そして手のひらを差し出すと彼女は手のひらに触れる、そしてマッサージをするかのように押し始める。
三十秒くらい触れているとボンヤリと文字が浮き出てきた。
「これって毎回する必要ある?」
「
そうかなぁ……と思いながら、クレセアさんは文字を確認する。
一分もしないうちに確認し終えると、次にヴィレットのステータスを確認する。
ステータス、この世界にはそんなものが存在している。
何故そんなものが、と言われると、異世界だからとしか言えることがない。
ただステータスと言ってもゲームのそれとは違う。
表示されるものはこんな感じだ。
▼
エレオ・ヴァンデール
ジョブ:属性騎士Lv.41
【保有スキル】
槍術Lv.10
属性付与Lv.5
近接格闘術Lv.6
上限突破Lv.1
【保有魔法】
付与魔導(属性)Lv.1
▲
と、よくわからないが自身のジョブと呼ばれるもの、そしてスキルと特化した魔法のみが表示される。
別にスキルに関しては、これがあったら使える、と言うわけではなく、相応の知識は当然ながら必要だし、それ相応の身体は必要だ。
スキルはいわゆる補正であり、それがあると対応した行動に対して補正をかけるのだ。
少なくともあった方がいいのは間違いない。
魔法に関しても同じだ。
あるのとないのじゃ結構変わってくる。
ジョブに関してはスキルの習得難易度を変えるだけで、ある施設にて自由に変えられる。
ともかく、これらの要素は補正をかけるだけのものでしかないのだ。
ちなみにジョブのレベル上限は50で、スキルは10だ。
スキルの数は膨大にありすぎて把握していないが、最大レベルが99のものもあるらしい。

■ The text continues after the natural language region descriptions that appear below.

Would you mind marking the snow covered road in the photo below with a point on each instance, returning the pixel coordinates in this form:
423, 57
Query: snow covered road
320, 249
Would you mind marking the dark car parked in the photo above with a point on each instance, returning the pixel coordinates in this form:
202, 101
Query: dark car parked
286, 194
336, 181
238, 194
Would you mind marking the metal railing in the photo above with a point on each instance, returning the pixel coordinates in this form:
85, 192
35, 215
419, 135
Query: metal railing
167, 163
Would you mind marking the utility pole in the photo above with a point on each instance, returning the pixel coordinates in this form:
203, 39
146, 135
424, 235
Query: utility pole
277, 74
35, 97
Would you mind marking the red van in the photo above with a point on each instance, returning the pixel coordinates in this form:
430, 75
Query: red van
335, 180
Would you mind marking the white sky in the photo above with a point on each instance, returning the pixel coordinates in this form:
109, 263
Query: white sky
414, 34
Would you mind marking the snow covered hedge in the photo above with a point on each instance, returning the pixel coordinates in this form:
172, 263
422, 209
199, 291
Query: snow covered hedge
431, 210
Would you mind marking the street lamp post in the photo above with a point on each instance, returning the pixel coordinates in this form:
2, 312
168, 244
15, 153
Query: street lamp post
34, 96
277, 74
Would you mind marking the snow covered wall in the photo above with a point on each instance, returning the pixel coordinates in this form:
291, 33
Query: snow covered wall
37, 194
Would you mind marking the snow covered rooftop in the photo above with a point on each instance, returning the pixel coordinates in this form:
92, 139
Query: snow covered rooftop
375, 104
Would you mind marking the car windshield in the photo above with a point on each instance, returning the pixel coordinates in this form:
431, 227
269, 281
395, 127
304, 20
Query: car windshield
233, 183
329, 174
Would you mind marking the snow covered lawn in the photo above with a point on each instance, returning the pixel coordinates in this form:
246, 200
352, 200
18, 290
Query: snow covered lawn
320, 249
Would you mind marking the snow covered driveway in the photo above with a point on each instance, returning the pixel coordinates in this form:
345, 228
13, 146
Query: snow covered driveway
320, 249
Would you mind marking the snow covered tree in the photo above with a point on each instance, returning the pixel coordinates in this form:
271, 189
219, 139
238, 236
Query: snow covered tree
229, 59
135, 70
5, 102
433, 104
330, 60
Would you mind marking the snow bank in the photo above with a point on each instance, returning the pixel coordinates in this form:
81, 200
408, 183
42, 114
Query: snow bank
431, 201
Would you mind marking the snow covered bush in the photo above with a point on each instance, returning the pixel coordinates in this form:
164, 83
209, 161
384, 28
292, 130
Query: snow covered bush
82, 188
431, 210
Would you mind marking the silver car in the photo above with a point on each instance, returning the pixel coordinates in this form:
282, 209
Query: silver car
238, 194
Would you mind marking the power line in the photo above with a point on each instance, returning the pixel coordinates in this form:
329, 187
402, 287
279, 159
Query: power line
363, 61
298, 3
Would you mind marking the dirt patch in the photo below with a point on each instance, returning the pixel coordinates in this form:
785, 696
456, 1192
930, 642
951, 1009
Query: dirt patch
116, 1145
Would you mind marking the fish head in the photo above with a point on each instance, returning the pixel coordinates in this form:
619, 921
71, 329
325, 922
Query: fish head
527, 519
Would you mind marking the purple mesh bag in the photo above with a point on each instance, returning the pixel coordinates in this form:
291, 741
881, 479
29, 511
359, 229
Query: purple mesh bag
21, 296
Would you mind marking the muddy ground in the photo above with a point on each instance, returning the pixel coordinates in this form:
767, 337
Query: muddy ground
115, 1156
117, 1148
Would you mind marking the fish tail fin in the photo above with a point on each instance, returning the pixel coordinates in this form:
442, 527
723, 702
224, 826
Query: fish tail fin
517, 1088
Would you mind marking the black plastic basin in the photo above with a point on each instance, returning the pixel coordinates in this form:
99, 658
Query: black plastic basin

なんて思い出していると、ステータス確認を終えたヴィレットが隣に立つ。
「どうだった?」
「変なスキルがまた上がってた。上げるようなことしたかなぁ……? 見る?」
「見る」
ヴィレットは何回か右手をグーパー開いたり閉じたりすると、文字が浮き上がってくる。
▼
ヴィレット・ナルーフ
ジョブ:傭兵Lv.37
【保有スキル】
双剣術Lv.7
宝物感知Lv.4
罠感知Lv.2
サバイバルLv.6
酒乱Lv.5
【保有魔法】
探索魔術Lv.8
▲
と、ヴィレットの保有スキルと魔法はこんな感じだ。
前世でも見たことないがある。
「酒乱のスキルレベルまた上がってないか?」
「飲み過ぎたかなぁ……」
「飲みすぎだろ、どう見ても」
「ちょっと控えよ……」
酒乱、酒を飲むとバフがつき、毒に対して耐性を得るスキル。
強いのだが、保有してるだけで酒飲みだと言われるなんとも言い難いスキル。
気にしない人は普通に獲得を目指す。
酒飲むだけで手に入るし。
「じゃあ行くか?」
「とっとと行こ。休日が終わる前に」
ため息をつくヴィレットとともに、俺はダンジョンへと向かって歩き始めた。
目的は依頼物の回収、納品までだ。
【情報2】
ヴィレット
濃い赤髪にうさ耳の生えている、ウサギの『先祖返り』。
身長は140前後であり、かなり軽い。
童顔であり美少女とはよく言われているが、エレオと同い年である。
三年前、ある事件に巻き込まれてことで酒に溺れる。
が、仲間と色々あった結果、なんとか復帰。
……したのだが、お酒はやめられない模様。